Introduction
In the era of dinosaurs, a fearless dinosaur hunter named Alex embarks on an exciting mission to uncover the secrets of these prehistoric creatures. Alex's goal is to gather valuable data from various sources and perform advanced analysis to gain insights into the behavior, diet, and evolution of different dinosaur species.
To achieve this, Alex needs to leverage the power of Hadoop MapReduce and its ability to perform join operations efficiently. By joining data from multiple sources, Alex can combine information about dinosaur fossils, their geological locations, and environmental conditions to paint a comprehensive picture of the dinosaur world.
Set up the Environment and Data
In this step, we will set up the necessary environment and prepare the data for the join operation.

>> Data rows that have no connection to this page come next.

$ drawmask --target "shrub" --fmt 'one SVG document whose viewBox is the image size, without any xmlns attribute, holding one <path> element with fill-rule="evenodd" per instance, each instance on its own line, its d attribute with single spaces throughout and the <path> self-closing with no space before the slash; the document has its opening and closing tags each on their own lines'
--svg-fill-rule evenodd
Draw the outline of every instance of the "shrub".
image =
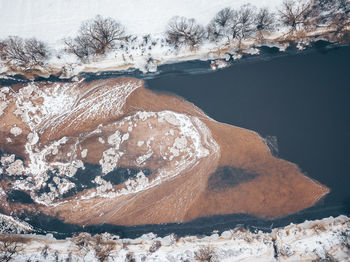
<svg viewBox="0 0 350 262">
<path fill-rule="evenodd" d="M 254 17 L 255 12 L 251 5 L 243 5 L 238 11 L 239 30 L 237 37 L 240 41 L 251 37 L 256 32 Z"/>
<path fill-rule="evenodd" d="M 194 258 L 201 262 L 218 261 L 215 249 L 211 246 L 205 246 L 195 252 Z"/>
<path fill-rule="evenodd" d="M 153 242 L 152 246 L 149 248 L 149 252 L 154 253 L 156 252 L 160 247 L 162 246 L 162 243 L 157 240 Z"/>
<path fill-rule="evenodd" d="M 136 259 L 134 258 L 134 253 L 127 253 L 125 256 L 125 262 L 136 262 Z"/>
</svg>

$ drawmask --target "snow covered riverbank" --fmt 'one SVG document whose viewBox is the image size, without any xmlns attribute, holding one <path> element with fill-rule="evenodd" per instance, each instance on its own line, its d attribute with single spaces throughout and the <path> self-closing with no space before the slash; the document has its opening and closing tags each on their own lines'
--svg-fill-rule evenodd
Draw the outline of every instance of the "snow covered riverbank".
<svg viewBox="0 0 350 262">
<path fill-rule="evenodd" d="M 0 73 L 23 74 L 28 78 L 35 75 L 59 75 L 70 78 L 81 72 L 122 71 L 139 69 L 140 71 L 155 72 L 159 65 L 171 64 L 190 60 L 218 60 L 212 65 L 213 69 L 228 66 L 224 60 L 239 59 L 244 53 L 258 53 L 254 47 L 262 43 L 256 37 L 230 41 L 204 41 L 195 48 L 183 47 L 174 49 L 166 40 L 165 31 L 169 20 L 174 16 L 194 18 L 196 23 L 206 27 L 215 14 L 223 8 L 238 10 L 242 5 L 250 4 L 252 10 L 267 7 L 276 15 L 281 9 L 282 0 L 220 0 L 220 1 L 4 1 L 0 0 L 0 40 L 9 36 L 22 38 L 35 37 L 48 44 L 50 56 L 45 66 L 37 70 L 19 70 L 4 61 Z M 65 52 L 65 40 L 77 36 L 83 21 L 96 15 L 111 17 L 126 28 L 130 36 L 127 44 L 118 48 L 81 61 L 72 53 Z M 277 17 L 275 18 L 277 19 Z M 290 29 L 279 25 L 274 32 L 264 36 L 264 45 L 276 46 L 284 50 L 289 40 L 295 40 L 298 48 L 303 48 L 310 41 L 328 38 L 328 31 L 318 29 L 303 29 L 298 34 L 303 35 L 286 38 Z M 331 29 L 333 30 L 333 29 Z M 316 38 L 315 38 L 316 36 Z M 239 46 L 239 47 L 238 47 Z M 67 50 L 66 50 L 67 51 Z M 1 62 L 1 61 L 0 61 Z M 216 64 L 220 64 L 217 66 Z"/>
<path fill-rule="evenodd" d="M 212 257 L 208 261 L 349 261 L 350 255 L 346 216 L 291 224 L 271 233 L 237 228 L 206 237 L 159 238 L 152 233 L 137 239 L 107 233 L 81 233 L 65 240 L 52 235 L 0 237 L 0 248 L 1 241 L 17 243 L 13 261 L 201 261 L 208 256 Z M 0 257 L 9 255 L 5 251 L 0 251 Z"/>
<path fill-rule="evenodd" d="M 281 2 L 281 0 L 249 1 L 257 7 L 271 9 L 275 9 Z M 41 72 L 43 75 L 63 73 L 65 77 L 70 77 L 82 71 L 118 71 L 127 68 L 145 72 L 155 71 L 158 64 L 208 59 L 205 56 L 211 50 L 217 50 L 215 45 L 205 45 L 195 52 L 190 50 L 173 52 L 172 48 L 161 43 L 167 23 L 173 16 L 193 17 L 198 23 L 206 25 L 220 9 L 239 8 L 247 3 L 247 0 L 103 0 L 98 3 L 92 0 L 74 2 L 1 0 L 0 38 L 16 35 L 24 38 L 36 37 L 47 42 L 51 49 L 51 57 L 46 70 Z M 90 63 L 81 63 L 73 55 L 62 55 L 62 49 L 65 47 L 64 39 L 75 37 L 81 23 L 98 14 L 116 19 L 126 26 L 128 34 L 137 38 L 129 47 L 129 52 L 127 54 L 111 52 L 95 58 Z M 142 43 L 146 35 L 151 36 L 150 40 L 148 43 Z M 151 63 L 150 58 L 153 60 Z M 0 72 L 11 73 L 11 69 L 3 66 Z"/>
</svg>

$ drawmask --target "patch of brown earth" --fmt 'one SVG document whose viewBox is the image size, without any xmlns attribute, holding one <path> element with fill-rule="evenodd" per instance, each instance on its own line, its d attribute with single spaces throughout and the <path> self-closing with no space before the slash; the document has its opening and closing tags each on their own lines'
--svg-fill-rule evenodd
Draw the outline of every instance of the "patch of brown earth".
<svg viewBox="0 0 350 262">
<path fill-rule="evenodd" d="M 37 85 L 52 90 L 57 84 Z M 53 108 L 54 113 L 47 113 L 50 107 L 42 110 L 38 124 L 14 115 L 16 100 L 10 100 L 0 116 L 1 149 L 30 159 L 24 147 L 29 133 L 39 134 L 39 151 L 66 137 L 58 152 L 45 157 L 48 163 L 102 161 L 108 163 L 102 166 L 106 172 L 114 167 L 151 169 L 148 182 L 154 184 L 115 194 L 128 188 L 116 185 L 108 196 L 88 189 L 54 200 L 54 205 L 36 204 L 37 211 L 80 225 L 184 222 L 233 213 L 274 218 L 308 208 L 329 192 L 295 164 L 272 156 L 257 133 L 216 122 L 182 98 L 145 89 L 140 80 L 66 85 L 70 85 L 67 94 L 73 98 L 69 107 Z M 120 88 L 125 85 L 137 88 Z M 120 103 L 123 99 L 125 104 Z M 176 123 L 176 117 L 198 132 L 199 141 L 193 130 L 184 133 L 187 129 Z M 21 128 L 21 135 L 11 134 L 14 125 Z"/>
</svg>

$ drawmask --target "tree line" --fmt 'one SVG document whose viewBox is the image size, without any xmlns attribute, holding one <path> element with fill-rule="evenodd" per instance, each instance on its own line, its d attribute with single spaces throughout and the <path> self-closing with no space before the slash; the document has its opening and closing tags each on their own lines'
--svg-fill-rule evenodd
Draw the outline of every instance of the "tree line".
<svg viewBox="0 0 350 262">
<path fill-rule="evenodd" d="M 207 26 L 198 24 L 193 18 L 175 16 L 168 22 L 162 42 L 175 49 L 195 49 L 203 42 L 223 41 L 236 43 L 240 48 L 243 40 L 262 43 L 267 35 L 282 28 L 288 28 L 285 36 L 328 28 L 333 30 L 334 36 L 341 38 L 349 26 L 350 0 L 284 0 L 276 12 L 249 4 L 237 10 L 224 8 Z M 81 24 L 76 37 L 64 39 L 65 52 L 86 62 L 112 50 L 128 50 L 127 46 L 136 39 L 113 18 L 96 16 Z M 144 36 L 142 45 L 149 39 L 150 35 Z M 156 45 L 155 42 L 152 44 Z M 45 65 L 49 57 L 47 44 L 35 38 L 10 36 L 0 41 L 0 58 L 8 65 L 30 69 Z"/>
</svg>

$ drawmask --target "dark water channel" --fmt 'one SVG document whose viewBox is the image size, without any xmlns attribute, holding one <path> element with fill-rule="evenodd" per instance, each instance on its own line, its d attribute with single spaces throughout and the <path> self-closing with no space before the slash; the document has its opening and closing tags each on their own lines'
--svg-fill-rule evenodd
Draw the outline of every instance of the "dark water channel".
<svg viewBox="0 0 350 262">
<path fill-rule="evenodd" d="M 279 157 L 331 189 L 309 211 L 318 210 L 319 217 L 349 214 L 350 47 L 314 48 L 147 83 L 184 97 L 217 121 L 276 137 Z"/>
</svg>

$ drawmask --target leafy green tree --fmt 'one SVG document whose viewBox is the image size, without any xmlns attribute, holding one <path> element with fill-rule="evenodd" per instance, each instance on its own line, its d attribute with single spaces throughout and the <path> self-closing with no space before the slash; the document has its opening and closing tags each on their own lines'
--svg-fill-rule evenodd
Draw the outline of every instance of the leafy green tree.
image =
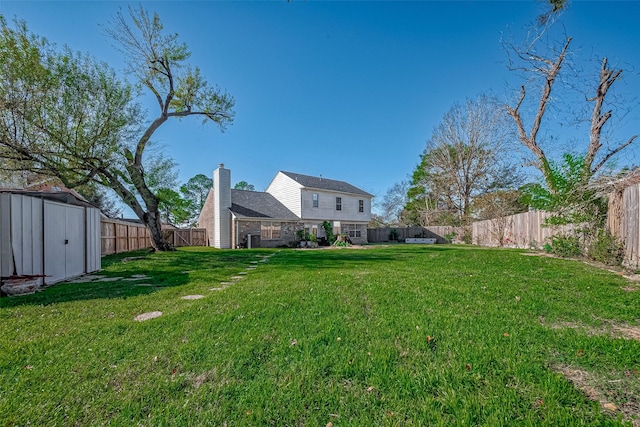
<svg viewBox="0 0 640 427">
<path fill-rule="evenodd" d="M 180 192 L 185 199 L 191 201 L 198 211 L 200 211 L 212 187 L 213 179 L 199 173 L 189 178 L 189 181 L 180 187 Z"/>
<path fill-rule="evenodd" d="M 157 194 L 161 217 L 165 223 L 176 227 L 190 225 L 192 209 L 188 200 L 170 188 L 160 188 L 155 191 L 155 194 Z"/>
<path fill-rule="evenodd" d="M 240 181 L 236 185 L 233 186 L 236 190 L 245 190 L 245 191 L 256 191 L 256 188 L 253 184 L 249 184 L 247 181 Z"/>
<path fill-rule="evenodd" d="M 153 191 L 167 187 L 149 182 L 151 137 L 168 120 L 190 116 L 224 130 L 233 120 L 233 98 L 191 68 L 187 46 L 142 8 L 129 8 L 128 17 L 118 12 L 105 32 L 157 102 L 148 125 L 138 93 L 106 64 L 57 49 L 24 22 L 11 28 L 0 19 L 0 25 L 3 165 L 57 177 L 69 188 L 90 181 L 111 188 L 147 226 L 156 250 L 173 249 L 162 236 Z"/>
<path fill-rule="evenodd" d="M 186 184 L 180 187 L 183 199 L 189 203 L 189 225 L 196 223 L 212 187 L 213 179 L 201 173 L 191 177 Z"/>
</svg>

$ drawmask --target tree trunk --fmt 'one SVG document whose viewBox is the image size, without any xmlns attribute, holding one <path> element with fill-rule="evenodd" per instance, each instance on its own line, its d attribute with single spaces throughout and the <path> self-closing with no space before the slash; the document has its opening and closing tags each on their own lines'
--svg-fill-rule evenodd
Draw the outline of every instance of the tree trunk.
<svg viewBox="0 0 640 427">
<path fill-rule="evenodd" d="M 175 248 L 164 239 L 162 235 L 162 223 L 158 212 L 147 212 L 144 214 L 144 222 L 151 234 L 151 246 L 156 251 L 174 251 Z"/>
</svg>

First, change the user to hadoop and then switch to the home directory of the hadoop user:
su - hadoop
Create a new directory called join-lab to store our files:
mkdir join-lab
cd join-lab
Next, let's create two data files: dinosaurs.txt and locations.txt. These files will contain information about dinosaurs and their fossil locations, respectively.
Create dinosaurs.txt with the following content:
trex,Tyrannosaurus Rex,carnivore
velociraptor,Velociraptor,carnivore
brachiosaurus,Brachiosaurus,herbivore
stegosaurus,Stegosaurus,herbivore
Create locations.txt with the following content:
trex,North America
velociraptor,Asia
brachiosaurus,Africa
stegosaurus,North America
Finally, upload join-lab to hdfs using the following command:
hadoop fs -mkdir -p /home/hadoop
hadoop fs -put /home/hadoop/join-lab /home/hadoop/
Implement the Join Operation
In this step, we will implement a MapReduce job to perform a join operation on the dinosaurs.txt and locations.txt files.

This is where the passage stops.